1Financial Statements. Borrowers shall have furnished to the Lender complete and correct copies of (i) the audited balance sheets of Peak and its consolidated Subsidiaries for the fiscal Year ending April 30, 2015 and related statements of income, shareholder’s equity, and cash flows, and as applicable, changes in financial position or cash flows for such fiscal year, and the note to such financial statements, reported upon by RSM US LLP, certified public accountants and (ii) the internal unaudited balance sheets of Peak and its consolidated Subsidiaries for the fiscal year quarter ending October 31, 2015 and the related statements of income and shareholder’s equity said fiscal year quarter then ended, certified by an executive officer of Peak.

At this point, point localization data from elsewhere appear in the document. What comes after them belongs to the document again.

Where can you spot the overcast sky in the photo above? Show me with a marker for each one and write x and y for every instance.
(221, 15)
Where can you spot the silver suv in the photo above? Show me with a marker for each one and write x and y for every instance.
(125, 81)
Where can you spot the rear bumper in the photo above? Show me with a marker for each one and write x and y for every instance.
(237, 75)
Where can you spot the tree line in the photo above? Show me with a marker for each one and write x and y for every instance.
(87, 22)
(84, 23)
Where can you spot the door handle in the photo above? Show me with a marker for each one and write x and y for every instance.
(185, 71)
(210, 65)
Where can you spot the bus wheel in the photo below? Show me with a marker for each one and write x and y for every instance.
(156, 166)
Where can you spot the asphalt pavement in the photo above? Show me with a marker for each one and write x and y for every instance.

All such financial statements: have been prepared in accordance with GAAP, applied on a consistent basis (except as otherwise stated therein) and (b) fairly present in all material respects the financial condition of Peak and its consolidated Subsidiaries as of the respective dates thereof and the results of operations for the respective fiscal periods then ending, subject in the case of any such financial statements which are unaudited, to the absence of any notes to such financial statements and to normal audit adjustments, none of which are known to or could reasonably be expected to involve a Material Adverse Event. No Borrower has experienced an event or circumstance that would have a Material Adverse Effect since the April 30, 2015 financial statements, nor has there been any material change in any of Borrowers’ accounting procedures used therein. The Borrowers did not as of April 30, 2015, and will not as of the Closing Date, have any material contingent liabilities, material liabilities for taxes, unusual and material forward or long-term commitments or material unrealized or anticipated losses from any unfavorable commitments, except those reflected in said financial statements or the Notes thereto in accordance with GAAP or, to the extent no required to be reflected by GAAP, are disclosed in the Disclosure Schedule 7.1 hereof.